Some low to moderate quality evidence points to success in the short term using mianserin to augment antidepressant medications. Simply switching to mianserin might also produce an improvement, but the effect size is smaller. No data on quality of life is reported. Data derived from a single study meeting Cochrane 2019 inclusion criteria. The antidepressant mirtazapine has also been used for augmentation. One study on this practice was included in the Cochrane 2019 meta-analysis. The study found that mirtazapine augmentation is not superior to placebo augmentation.

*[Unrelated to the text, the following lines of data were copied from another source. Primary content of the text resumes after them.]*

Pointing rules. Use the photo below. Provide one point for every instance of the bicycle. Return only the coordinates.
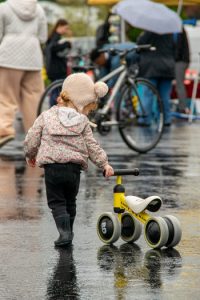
(140, 125)
(130, 212)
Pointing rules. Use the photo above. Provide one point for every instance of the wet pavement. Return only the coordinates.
(31, 268)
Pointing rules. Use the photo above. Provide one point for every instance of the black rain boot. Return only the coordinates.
(71, 225)
(63, 226)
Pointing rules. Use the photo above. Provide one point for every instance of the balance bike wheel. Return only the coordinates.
(156, 232)
(175, 231)
(131, 228)
(108, 228)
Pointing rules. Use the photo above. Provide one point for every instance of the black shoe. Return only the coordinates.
(63, 226)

Stimulants, or dopaminergic and/or norepinephrinergic agents

s are a class of medications that are most commonly used to treat inattention disorders such as ADHD, but they have also been used to treat patients with depression struggling with treatment resistance. Some of the stimulants that have been studied in treatment-resistant depression include methylphenidate, lisdexamfetamine, modafanil, and atomoxetine. When used, these medications are commonly used to augment traditional antidepressants and while there seems to be a wide range of effects, they do appear to have some benefit, especially in patients struggling with low energy, poor motivation and inattention as a result of their depression.
While these medications can be useful, there are some general contraindications to be mindful of. First, these medications are usually avoided in patients with a history of substance abuse due to their abuse potential. However, both modafinil and atomoxetine can be considered in this population due to their lower abuse potential. In addition, stimulants are generally avoided in patients with heart problems and severe hypertension. Other important considerations include history of psychosis as well as anxiety, as both of these may be worsened while taking stimulants.

Other medications

Medications that have been shown to be effective in people with treatment-resistant depression include lithium, liothyronine, benzodiazepines, atypical antipsychotics, and stimulants. Adding lithium may be effective for people taking some types of antidepressants including SSRIs or SNRIs. Lithium augmentation therapy was associated with a 41.2% remission rate of unipolar depression compared to 14.4% with placebo. Liothyronine is a type of thyroid hormone and has been associated with improvement in mood and depression symptoms. Benzodiazepines may improve treatment-resistant depression by decreasing the adverse side effects caused by some antidepressants and therefore increasing patient compliance.
Atypical antipsychotics such as aripiprazole, quetiapine or olanzapine can be added to anti-depressants as part of augmentation of treatment. Eli Lilly, the company that sells both olanzapine and fluoxetine individually, has also released a combination formulation which contains olanzapine and fluoxetine in a single capsule. Some low to moderate quality evidence point to success in the short term using antipsychotics cariprazine, olanzapine, quetiapine or ziprasidone to augment antidepressant medications. These have shown promise in treating refractory depression but come with more serious side effects. Among studies studies meeting the Cochrane 2019 inclusion criteria, two report that quetiapine augmentation does not improve overall quality of life.
One study on the 5-HT_1A receptor partial agonist buspirone met the Cochrane 2019 inclusion criteria. It reported that buspirone augmentation did not provide an improvement over placebo augmentation. Ultimately, there are many medications that have been tried in treatment-resistant depression with varying effects.